29Les frontières entre le futurisme et le dadaïsme sont fluides. Le « poème bruitiste » des futuristes, le « simultanéisme » de Pierre Albert-Birot et la « verbophonie » d’Arthur Petronio trouvent des correspondances dans la poésie phonétique des dadaïstes chez Hugo Ball, Hans Arp, Tristan Tzara, Marcel Janko, Richard Huelsenbeck, Henri Martin Barzun. Ubu Roi d’Alfred Jarry est récité dans les cercles dadaïstes. Les expérimentateurs dadaïstes du langage rompent avec les postulats souvents emphatiques et mystiques des futuristes russes et italiens — bien que Hugo Ball, qui considère la poésie sonore comme un genre à part, proclame dans un texte aux accents presque religieux : « Que l’on se retire dans l’alchimie extrême du mot, que l’on sacrifie encore le mot, c’est ainsi que l’on sauvegardera le dernier espace sacré du mot. »

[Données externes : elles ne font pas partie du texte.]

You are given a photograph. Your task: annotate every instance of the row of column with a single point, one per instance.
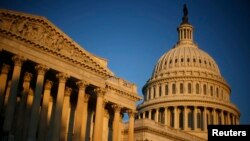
(31, 113)
(174, 116)
(172, 88)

30Le « dadasophe » Raoul Hausmann et l’artiste « Merz » Kurt Schwitters comptent aujourd’hui parmi les personnalités artistiques les plus marquantes de ce mouvement. Raoul Hausmann, familier des exigences des futuristes, commença en 1918 à réciter ses premiers poèmes lettristes. Il opposait son articulation gestuelle émotionnelle, son langage corporel à la rigidité du langage écrit. Dans ses poèmes « optophonétiques », lettristes-acoustiques, on ne rencontre plus de mots inventés, à l’agréable sonorité, comme c’est encore le cas chez Hugo Ball ; ses poèmes sonores sont « des manifestations de la pure matérialité acoustique » (Nicolaus Einhorn). « Si nous considérons les multiples possibilités que nous offre notre voix, la différence des sonorités que nous pouvons produire grâce aux nombreuses techniques de respiration, l’emplacement de la langue dans le palais, l’ouverture du larynx ou la tension des cordes vocales, nous arrivons à concevoir ce que l’on peut appeler la volonté d’une forme sonore créative. » (Raoul Hausmann). La voie était ainsi libre pour le développement d’une poésie acoustique dont l’instrument serait la voix humaine, avec toutes ses possibilités expressives, et qui, lors de sa rencontre avec la technique électronique dans le Hörspiel, pourrait accroître infiniment son domaine : univers de langage8.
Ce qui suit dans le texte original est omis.